The value of housing stock owned by so-called last-time buyers will grow by 51 per cent to £1.2trn by the end of this decade, according to research by Legal & General.
L&G has defined last-time buyers as the 3.3m homeowners who are 55 or over and living in larger homes and who are potentially willing to downsize.
The provider predicted that nearly half a million more households would join Britain’s last-time buyer market, increasing the number of households to 3.8m by 2020.
Nigel Wilson, chief executive of L&G said: “Last-time buyers are set to receive a massive boost to their home equity over the next five years, taking the overall value of their homes well past the £1trn mark.

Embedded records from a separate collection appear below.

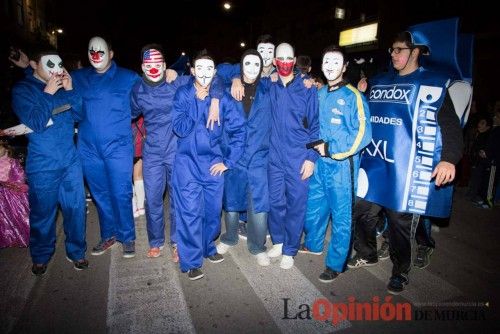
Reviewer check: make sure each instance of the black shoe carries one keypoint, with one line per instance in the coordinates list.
(423, 258)
(195, 274)
(358, 262)
(39, 269)
(216, 258)
(81, 264)
(383, 252)
(397, 284)
(328, 276)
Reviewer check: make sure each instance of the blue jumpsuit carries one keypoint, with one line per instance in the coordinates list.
(345, 125)
(197, 194)
(245, 186)
(155, 104)
(105, 146)
(53, 168)
(294, 123)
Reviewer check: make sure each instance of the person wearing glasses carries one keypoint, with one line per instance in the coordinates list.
(408, 169)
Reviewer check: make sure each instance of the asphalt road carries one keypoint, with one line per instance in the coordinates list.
(457, 293)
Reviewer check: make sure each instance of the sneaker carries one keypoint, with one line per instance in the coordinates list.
(286, 262)
(423, 258)
(39, 269)
(305, 250)
(103, 246)
(275, 251)
(262, 259)
(328, 275)
(154, 252)
(81, 264)
(222, 248)
(358, 262)
(383, 252)
(175, 254)
(128, 249)
(195, 274)
(216, 258)
(397, 284)
(242, 230)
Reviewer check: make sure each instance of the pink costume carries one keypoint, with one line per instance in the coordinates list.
(14, 208)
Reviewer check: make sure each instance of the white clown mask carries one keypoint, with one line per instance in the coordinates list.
(251, 66)
(285, 59)
(52, 65)
(266, 51)
(99, 53)
(333, 66)
(204, 71)
(153, 65)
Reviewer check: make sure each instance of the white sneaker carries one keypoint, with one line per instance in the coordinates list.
(275, 250)
(286, 262)
(222, 248)
(263, 259)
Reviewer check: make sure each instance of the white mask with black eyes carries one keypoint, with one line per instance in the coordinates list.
(251, 67)
(204, 71)
(333, 66)
(99, 53)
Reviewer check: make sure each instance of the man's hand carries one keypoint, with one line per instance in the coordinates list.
(23, 61)
(307, 169)
(213, 114)
(321, 149)
(308, 83)
(53, 84)
(444, 173)
(170, 75)
(201, 92)
(217, 169)
(67, 82)
(362, 85)
(237, 89)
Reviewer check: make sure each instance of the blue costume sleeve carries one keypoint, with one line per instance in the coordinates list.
(357, 133)
(234, 127)
(135, 108)
(183, 121)
(313, 121)
(33, 110)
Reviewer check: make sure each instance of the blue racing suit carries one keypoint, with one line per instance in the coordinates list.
(53, 168)
(294, 123)
(198, 194)
(105, 146)
(344, 123)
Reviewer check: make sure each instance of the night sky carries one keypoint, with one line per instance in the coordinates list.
(307, 24)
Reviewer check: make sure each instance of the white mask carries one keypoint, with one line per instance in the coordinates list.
(204, 71)
(333, 66)
(52, 64)
(266, 51)
(153, 65)
(99, 53)
(251, 66)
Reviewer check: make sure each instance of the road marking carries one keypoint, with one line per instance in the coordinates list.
(145, 295)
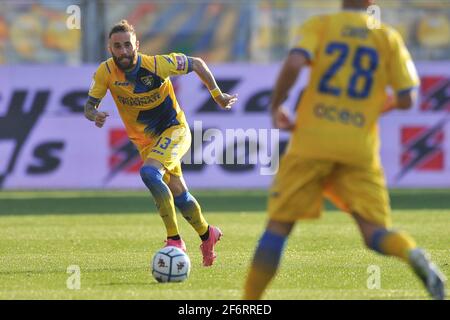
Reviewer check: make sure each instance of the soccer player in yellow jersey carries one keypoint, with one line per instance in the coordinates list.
(334, 148)
(155, 123)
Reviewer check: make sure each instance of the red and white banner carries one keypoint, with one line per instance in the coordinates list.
(46, 143)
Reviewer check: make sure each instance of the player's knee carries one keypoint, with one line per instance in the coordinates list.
(151, 176)
(184, 201)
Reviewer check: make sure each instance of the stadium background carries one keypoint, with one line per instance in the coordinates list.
(46, 70)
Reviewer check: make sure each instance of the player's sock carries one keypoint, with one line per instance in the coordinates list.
(163, 198)
(393, 243)
(265, 264)
(191, 211)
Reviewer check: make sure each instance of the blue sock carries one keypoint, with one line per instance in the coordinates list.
(191, 211)
(269, 251)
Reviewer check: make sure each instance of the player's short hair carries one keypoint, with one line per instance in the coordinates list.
(122, 26)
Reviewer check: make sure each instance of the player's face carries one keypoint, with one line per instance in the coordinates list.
(123, 47)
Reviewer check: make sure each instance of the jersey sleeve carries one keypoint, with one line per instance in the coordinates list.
(172, 64)
(402, 73)
(99, 84)
(308, 38)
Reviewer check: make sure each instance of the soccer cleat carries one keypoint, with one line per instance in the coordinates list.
(176, 243)
(207, 246)
(429, 273)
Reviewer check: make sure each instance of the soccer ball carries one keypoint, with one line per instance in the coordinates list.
(171, 264)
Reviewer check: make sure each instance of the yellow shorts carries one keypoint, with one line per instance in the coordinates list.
(300, 185)
(169, 148)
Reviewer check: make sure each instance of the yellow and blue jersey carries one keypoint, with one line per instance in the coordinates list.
(351, 67)
(145, 96)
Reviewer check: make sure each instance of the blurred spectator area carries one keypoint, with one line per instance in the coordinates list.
(34, 31)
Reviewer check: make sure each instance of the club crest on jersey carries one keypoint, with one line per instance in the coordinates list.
(147, 80)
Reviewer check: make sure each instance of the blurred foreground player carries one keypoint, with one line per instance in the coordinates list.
(334, 148)
(155, 123)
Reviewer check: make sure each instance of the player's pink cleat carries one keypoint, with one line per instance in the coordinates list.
(207, 246)
(176, 243)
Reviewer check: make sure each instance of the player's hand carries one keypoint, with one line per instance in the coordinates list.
(225, 100)
(281, 119)
(100, 118)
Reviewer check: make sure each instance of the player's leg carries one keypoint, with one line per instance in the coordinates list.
(266, 259)
(362, 192)
(152, 173)
(396, 243)
(191, 211)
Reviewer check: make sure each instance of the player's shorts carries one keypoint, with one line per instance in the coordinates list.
(169, 148)
(300, 185)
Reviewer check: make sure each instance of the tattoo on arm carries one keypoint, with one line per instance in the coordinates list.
(90, 109)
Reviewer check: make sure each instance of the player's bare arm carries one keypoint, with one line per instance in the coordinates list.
(224, 100)
(92, 114)
(286, 79)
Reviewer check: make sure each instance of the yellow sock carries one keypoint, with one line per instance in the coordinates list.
(394, 243)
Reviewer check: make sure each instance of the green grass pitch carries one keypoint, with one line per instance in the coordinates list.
(112, 236)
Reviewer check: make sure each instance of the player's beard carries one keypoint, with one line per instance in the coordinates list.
(125, 63)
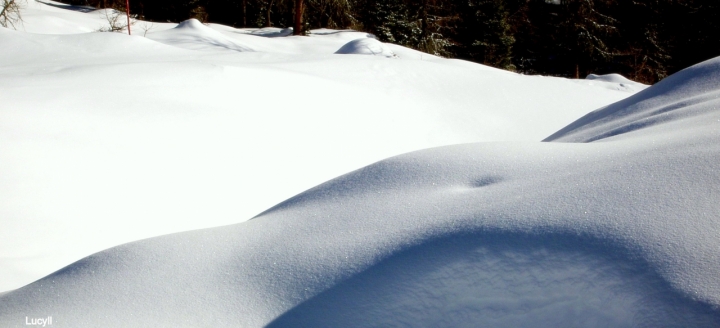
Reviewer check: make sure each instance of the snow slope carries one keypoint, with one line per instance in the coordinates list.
(620, 231)
(107, 138)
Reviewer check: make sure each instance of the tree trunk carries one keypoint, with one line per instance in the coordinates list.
(298, 17)
(244, 13)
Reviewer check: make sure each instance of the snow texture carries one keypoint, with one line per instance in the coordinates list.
(366, 46)
(614, 223)
(130, 138)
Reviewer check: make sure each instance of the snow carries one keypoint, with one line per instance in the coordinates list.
(366, 46)
(465, 218)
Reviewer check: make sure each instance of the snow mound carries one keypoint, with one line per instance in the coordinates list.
(366, 46)
(272, 32)
(617, 233)
(691, 96)
(614, 78)
(192, 34)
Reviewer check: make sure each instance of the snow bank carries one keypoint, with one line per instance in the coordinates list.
(621, 232)
(687, 97)
(366, 46)
(154, 138)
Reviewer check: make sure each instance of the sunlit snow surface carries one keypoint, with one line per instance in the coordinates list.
(617, 225)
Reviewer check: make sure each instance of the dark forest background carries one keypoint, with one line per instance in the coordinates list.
(644, 40)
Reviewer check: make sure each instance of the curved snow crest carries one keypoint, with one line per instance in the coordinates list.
(366, 46)
(508, 234)
(192, 34)
(689, 98)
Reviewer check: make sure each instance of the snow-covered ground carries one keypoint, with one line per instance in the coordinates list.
(107, 138)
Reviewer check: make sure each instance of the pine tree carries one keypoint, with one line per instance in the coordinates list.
(483, 33)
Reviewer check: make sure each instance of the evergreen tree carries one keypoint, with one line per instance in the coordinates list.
(483, 33)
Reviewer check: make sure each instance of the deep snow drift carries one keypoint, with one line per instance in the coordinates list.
(107, 138)
(617, 225)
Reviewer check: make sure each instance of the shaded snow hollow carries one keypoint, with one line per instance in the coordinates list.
(620, 232)
(366, 46)
(132, 137)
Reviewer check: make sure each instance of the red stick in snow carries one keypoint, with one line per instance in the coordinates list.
(127, 11)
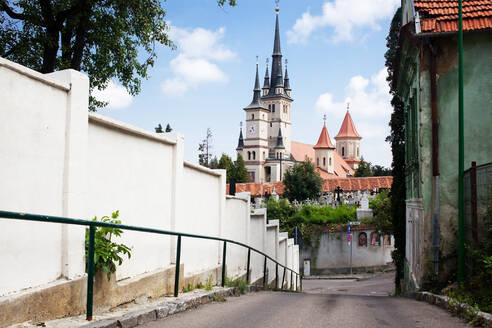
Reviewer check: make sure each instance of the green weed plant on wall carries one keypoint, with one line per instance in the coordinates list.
(107, 252)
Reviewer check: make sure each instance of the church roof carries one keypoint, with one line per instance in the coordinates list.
(347, 130)
(324, 139)
(347, 184)
(299, 151)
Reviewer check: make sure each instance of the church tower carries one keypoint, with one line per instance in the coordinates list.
(266, 147)
(324, 152)
(348, 142)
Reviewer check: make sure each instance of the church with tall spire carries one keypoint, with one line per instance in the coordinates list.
(266, 145)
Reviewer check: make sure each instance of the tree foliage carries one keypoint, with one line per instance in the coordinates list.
(302, 182)
(107, 39)
(364, 169)
(397, 140)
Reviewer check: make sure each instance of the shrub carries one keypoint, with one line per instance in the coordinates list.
(107, 252)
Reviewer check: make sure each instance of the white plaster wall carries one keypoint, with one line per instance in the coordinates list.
(257, 237)
(272, 247)
(131, 173)
(236, 227)
(200, 215)
(35, 116)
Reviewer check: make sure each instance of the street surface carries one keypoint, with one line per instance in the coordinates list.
(324, 303)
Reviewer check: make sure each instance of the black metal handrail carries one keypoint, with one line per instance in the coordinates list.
(92, 229)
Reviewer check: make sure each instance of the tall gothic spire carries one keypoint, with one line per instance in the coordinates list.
(266, 82)
(277, 79)
(240, 143)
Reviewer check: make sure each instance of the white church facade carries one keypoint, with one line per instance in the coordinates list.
(267, 147)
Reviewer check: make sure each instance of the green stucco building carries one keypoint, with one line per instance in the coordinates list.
(427, 82)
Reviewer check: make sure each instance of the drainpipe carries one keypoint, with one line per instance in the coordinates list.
(435, 156)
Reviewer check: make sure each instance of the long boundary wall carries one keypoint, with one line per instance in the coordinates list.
(59, 159)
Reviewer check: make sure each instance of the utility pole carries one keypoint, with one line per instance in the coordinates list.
(461, 155)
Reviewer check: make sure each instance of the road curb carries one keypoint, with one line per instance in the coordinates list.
(482, 319)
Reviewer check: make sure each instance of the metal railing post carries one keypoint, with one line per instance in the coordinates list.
(223, 263)
(276, 275)
(283, 279)
(264, 274)
(178, 260)
(90, 272)
(247, 267)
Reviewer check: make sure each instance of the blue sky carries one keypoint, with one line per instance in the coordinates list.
(335, 51)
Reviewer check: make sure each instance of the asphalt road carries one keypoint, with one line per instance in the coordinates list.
(324, 303)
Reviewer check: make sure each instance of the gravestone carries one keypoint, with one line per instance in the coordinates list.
(364, 211)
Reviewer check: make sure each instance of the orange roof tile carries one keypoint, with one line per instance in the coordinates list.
(301, 150)
(347, 130)
(324, 139)
(347, 184)
(442, 15)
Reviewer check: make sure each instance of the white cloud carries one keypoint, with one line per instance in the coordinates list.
(370, 109)
(115, 95)
(200, 50)
(344, 16)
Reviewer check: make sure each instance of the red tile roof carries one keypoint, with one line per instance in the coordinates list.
(347, 130)
(442, 15)
(301, 150)
(324, 140)
(347, 184)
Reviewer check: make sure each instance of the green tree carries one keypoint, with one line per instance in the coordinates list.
(302, 182)
(205, 149)
(381, 171)
(241, 173)
(226, 163)
(111, 39)
(397, 140)
(381, 207)
(364, 169)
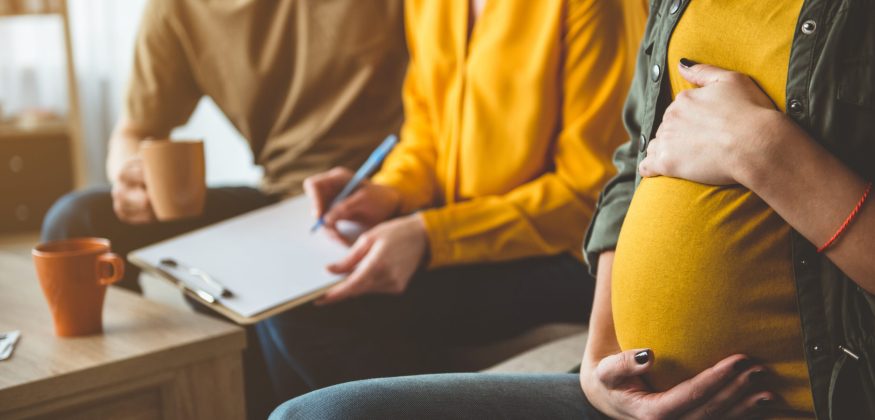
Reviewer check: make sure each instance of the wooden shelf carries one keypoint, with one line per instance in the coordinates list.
(12, 8)
(47, 129)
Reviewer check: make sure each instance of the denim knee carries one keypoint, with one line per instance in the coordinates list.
(73, 214)
(351, 400)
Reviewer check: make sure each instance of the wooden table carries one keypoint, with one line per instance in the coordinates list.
(152, 362)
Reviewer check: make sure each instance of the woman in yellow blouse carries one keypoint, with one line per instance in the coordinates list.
(477, 218)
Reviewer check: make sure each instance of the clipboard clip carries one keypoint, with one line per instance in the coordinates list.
(204, 295)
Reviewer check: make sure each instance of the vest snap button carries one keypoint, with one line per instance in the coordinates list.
(809, 26)
(655, 71)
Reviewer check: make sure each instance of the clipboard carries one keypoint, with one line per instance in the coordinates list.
(267, 258)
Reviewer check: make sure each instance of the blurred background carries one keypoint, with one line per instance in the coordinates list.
(50, 144)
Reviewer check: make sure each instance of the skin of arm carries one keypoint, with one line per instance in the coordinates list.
(727, 131)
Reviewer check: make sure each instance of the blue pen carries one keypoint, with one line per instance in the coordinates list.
(374, 160)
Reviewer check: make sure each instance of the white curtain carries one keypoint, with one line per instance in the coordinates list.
(32, 75)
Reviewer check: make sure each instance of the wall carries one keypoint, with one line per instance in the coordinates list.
(103, 34)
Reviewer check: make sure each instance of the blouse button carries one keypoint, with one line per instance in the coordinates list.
(809, 26)
(796, 106)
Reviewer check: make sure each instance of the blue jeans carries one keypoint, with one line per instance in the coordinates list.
(381, 336)
(447, 396)
(373, 336)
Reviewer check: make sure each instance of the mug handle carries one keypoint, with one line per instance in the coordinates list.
(116, 267)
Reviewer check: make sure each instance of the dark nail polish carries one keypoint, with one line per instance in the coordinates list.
(742, 365)
(642, 357)
(687, 63)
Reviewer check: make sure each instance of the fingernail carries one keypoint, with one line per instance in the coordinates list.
(642, 357)
(741, 365)
(687, 63)
(757, 376)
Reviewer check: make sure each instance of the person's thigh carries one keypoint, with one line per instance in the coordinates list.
(90, 213)
(486, 302)
(447, 396)
(375, 336)
(311, 347)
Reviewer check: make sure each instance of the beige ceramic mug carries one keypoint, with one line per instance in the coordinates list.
(175, 175)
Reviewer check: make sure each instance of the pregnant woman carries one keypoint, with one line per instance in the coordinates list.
(733, 250)
(749, 236)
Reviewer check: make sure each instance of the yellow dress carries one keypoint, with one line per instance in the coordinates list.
(702, 272)
(508, 135)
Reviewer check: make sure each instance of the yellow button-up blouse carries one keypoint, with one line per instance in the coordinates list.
(509, 131)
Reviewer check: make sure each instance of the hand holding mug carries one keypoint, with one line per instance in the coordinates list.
(129, 198)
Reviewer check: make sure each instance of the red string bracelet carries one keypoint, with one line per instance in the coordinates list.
(848, 221)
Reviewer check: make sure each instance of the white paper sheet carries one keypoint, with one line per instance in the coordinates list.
(265, 258)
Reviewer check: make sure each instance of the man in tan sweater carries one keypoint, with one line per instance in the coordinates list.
(310, 84)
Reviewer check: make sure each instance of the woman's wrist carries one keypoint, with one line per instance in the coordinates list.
(753, 160)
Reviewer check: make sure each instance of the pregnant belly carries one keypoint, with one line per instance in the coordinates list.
(701, 273)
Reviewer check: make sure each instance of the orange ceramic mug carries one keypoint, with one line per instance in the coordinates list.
(74, 274)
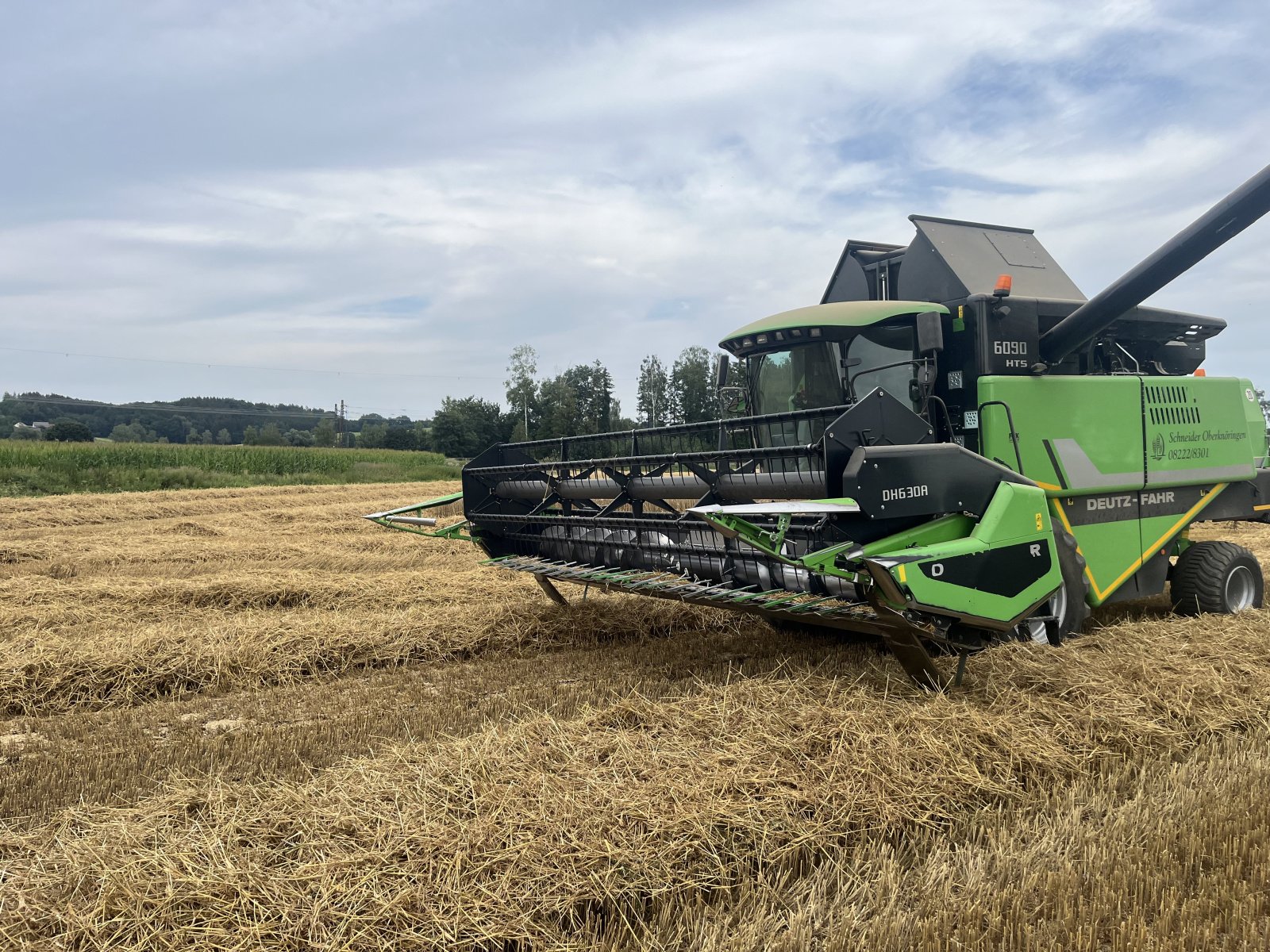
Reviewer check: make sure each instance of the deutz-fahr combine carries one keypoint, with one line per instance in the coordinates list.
(952, 447)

“However, a lack of suitable properties for them to downsize into is in turn effectively cutting off the supply of sufficient homes for families in the UK.
“We need to make it easier for older people to even consider moving by relieving the onerous burden of stamp duty, creating better options for equity release and providing real alternatives for older people in terms of the types of home that they can live in and the infrastructure that surrounds them.”
Keith Roseburgh, founder of Midlothian-based Keith Roseburgh Financial, said: “The main reason for downsizing may be to help children, but hopefully there will be some money left over for the property owner too. This means they need to think about how to make best use of it.
“Of course, this will depend on the individual’s situation. Whatever they do, it should be in line with their plans for retirement and overall financial goals.”